Chennai, June 2 (IANS) Indian automobile makers and component industry are at a disadvantageous position in respect of labour, fuel and raw material costs when compared to China, Singapore, Indonesia and even Bangladesh, said a study by industry body Assocham released on Thursday.
Citing an Assocham-Thought Arbitrage joint study “Assesssing India’s Manufacturing Cost Competitiveness”, Associated Chambers of Commerce and Industry (Assocham), in a statement, said that in terms of four parameters – cost of raw material, labour, fuel cost and rent paid, India is a clear loser to China, which is the world’s largest producer and has been developing rapidly since the 1990s.
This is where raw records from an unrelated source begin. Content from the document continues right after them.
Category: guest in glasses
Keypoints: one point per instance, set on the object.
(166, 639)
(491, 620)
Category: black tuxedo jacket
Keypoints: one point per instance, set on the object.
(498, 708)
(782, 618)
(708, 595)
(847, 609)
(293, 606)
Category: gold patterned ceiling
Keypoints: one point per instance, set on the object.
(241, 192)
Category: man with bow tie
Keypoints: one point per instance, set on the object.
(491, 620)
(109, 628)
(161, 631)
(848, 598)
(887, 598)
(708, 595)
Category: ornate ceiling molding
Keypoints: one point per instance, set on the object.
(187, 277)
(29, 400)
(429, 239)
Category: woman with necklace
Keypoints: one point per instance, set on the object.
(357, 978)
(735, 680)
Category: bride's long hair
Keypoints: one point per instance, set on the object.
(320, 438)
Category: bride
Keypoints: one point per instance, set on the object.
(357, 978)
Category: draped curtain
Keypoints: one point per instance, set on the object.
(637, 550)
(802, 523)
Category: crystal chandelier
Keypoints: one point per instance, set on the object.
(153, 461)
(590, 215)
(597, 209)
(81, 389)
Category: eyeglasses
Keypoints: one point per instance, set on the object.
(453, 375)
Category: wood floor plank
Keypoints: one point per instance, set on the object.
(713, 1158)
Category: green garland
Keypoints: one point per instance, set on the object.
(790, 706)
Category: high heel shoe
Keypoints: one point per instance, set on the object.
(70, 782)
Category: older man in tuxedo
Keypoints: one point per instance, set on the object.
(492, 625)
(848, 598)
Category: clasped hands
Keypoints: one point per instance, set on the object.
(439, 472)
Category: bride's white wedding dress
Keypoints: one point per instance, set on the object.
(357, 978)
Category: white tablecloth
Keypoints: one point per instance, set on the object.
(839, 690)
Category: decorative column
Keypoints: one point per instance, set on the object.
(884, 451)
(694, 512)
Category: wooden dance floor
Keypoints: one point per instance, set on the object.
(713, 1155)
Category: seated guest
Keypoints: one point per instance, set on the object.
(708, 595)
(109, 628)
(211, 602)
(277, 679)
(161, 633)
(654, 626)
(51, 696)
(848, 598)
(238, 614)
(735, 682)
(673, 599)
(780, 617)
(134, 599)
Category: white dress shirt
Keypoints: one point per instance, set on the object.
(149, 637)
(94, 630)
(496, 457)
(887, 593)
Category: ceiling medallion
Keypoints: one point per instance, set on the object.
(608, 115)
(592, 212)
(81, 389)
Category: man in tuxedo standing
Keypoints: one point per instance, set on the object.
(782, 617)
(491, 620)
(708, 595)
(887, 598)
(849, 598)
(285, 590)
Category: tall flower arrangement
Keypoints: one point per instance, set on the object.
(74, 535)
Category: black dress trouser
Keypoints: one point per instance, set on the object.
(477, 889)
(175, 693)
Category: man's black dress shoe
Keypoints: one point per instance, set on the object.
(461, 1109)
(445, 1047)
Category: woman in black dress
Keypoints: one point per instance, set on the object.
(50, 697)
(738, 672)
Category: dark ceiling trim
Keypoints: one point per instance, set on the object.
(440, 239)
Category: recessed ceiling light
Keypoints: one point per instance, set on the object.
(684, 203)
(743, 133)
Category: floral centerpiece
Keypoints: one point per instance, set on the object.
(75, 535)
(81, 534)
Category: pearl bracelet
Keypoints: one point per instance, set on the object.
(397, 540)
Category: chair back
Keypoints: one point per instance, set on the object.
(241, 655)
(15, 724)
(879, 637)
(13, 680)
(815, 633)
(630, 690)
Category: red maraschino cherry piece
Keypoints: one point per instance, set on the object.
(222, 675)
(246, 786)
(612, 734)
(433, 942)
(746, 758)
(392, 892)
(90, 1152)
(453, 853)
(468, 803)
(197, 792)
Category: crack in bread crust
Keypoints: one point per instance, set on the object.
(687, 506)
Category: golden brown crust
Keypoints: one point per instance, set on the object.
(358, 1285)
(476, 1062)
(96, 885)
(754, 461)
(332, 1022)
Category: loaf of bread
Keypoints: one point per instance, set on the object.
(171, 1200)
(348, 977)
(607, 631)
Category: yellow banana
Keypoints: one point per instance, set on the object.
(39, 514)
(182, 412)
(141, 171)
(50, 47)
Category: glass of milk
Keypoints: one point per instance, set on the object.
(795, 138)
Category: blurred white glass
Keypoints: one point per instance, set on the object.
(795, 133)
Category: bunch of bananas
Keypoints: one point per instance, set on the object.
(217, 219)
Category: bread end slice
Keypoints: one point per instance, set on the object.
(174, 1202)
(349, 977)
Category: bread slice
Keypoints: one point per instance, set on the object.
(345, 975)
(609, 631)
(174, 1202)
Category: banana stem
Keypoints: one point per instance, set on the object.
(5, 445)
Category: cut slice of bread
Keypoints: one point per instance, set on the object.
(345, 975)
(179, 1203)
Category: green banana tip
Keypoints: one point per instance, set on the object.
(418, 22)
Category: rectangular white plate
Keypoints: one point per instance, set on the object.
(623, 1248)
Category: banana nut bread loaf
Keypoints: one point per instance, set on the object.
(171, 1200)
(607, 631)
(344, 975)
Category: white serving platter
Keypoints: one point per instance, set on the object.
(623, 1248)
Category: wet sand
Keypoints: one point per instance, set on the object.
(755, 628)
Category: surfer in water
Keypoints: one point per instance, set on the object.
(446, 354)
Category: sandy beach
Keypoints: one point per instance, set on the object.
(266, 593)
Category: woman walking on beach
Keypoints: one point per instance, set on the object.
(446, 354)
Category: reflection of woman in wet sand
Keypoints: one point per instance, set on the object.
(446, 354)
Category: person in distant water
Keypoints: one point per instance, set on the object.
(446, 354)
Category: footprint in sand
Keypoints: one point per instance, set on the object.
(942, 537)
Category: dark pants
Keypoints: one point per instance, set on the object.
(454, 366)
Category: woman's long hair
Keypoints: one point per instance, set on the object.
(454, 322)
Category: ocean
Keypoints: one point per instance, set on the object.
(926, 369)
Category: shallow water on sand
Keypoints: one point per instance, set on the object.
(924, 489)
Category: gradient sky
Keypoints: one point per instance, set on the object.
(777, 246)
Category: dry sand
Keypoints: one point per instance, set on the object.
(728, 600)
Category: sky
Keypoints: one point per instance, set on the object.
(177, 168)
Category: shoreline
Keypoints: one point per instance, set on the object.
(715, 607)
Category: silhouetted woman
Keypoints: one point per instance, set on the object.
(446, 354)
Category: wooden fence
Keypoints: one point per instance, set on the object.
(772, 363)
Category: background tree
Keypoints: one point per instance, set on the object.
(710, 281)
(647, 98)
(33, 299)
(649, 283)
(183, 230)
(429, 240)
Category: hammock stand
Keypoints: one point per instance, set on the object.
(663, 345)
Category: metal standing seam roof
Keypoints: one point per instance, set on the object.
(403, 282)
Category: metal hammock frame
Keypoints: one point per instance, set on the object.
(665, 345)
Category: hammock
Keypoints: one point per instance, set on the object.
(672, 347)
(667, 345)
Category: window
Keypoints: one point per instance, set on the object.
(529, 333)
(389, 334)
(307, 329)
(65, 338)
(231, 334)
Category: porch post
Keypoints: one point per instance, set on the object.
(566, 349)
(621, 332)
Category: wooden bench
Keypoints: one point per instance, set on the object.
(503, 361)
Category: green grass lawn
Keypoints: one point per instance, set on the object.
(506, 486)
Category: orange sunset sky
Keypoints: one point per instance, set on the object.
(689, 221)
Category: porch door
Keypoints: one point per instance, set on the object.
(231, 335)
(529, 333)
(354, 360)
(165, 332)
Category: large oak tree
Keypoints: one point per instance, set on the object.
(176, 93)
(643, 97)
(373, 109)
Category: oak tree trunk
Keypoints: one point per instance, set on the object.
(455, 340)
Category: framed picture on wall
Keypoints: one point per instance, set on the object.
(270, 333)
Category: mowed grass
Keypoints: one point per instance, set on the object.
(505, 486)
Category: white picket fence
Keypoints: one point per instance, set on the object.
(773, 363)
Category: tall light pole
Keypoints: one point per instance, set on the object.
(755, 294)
Compared to China, Indonesia and Singapore, India spends heavily on raw materials for manufacturing automobiles and components.
“While these countries spend about 29 per cent, 23 per cent and 57 per cent of their value of output on raw materials, respectively, India spends around 69 per cent, clearly indicating a disadvantage for India,” Assocham said.
Indian auto and auto components industry has high labour costs relative to Bangladesh, Indonesia and China. It enjoys a cost advantage only with respect to Singapore, which spends 13.13 per cent of its output value on wages and other benefits to workers.
India spends 8.29 per cent of its output while Bangladesh spends a mere 1.87 per cent, Indonesia 4.46 per cent output value and China nearly seven per cent of its total sales on labour.
In comparison to the proportion of output value spent on fuel by Bangladesh (0.18 per cent) and China (1.22 per cent of total sales), India spends a significantly higher proportion (1.99 per cent) of its output on fuel. Indonesia is the only country over which India enjoys a slight cost advantage, spending 2.03 per cent of its output on fuel, Assocham said.
“In case, we have to realise the Make in India and attract lot more FDI (foreign direct investment), we need to work on reducing the cost of production in all the parameters, especially at a time when the world demand is subdued,” said Assocham Secretary General D.S. Rawat.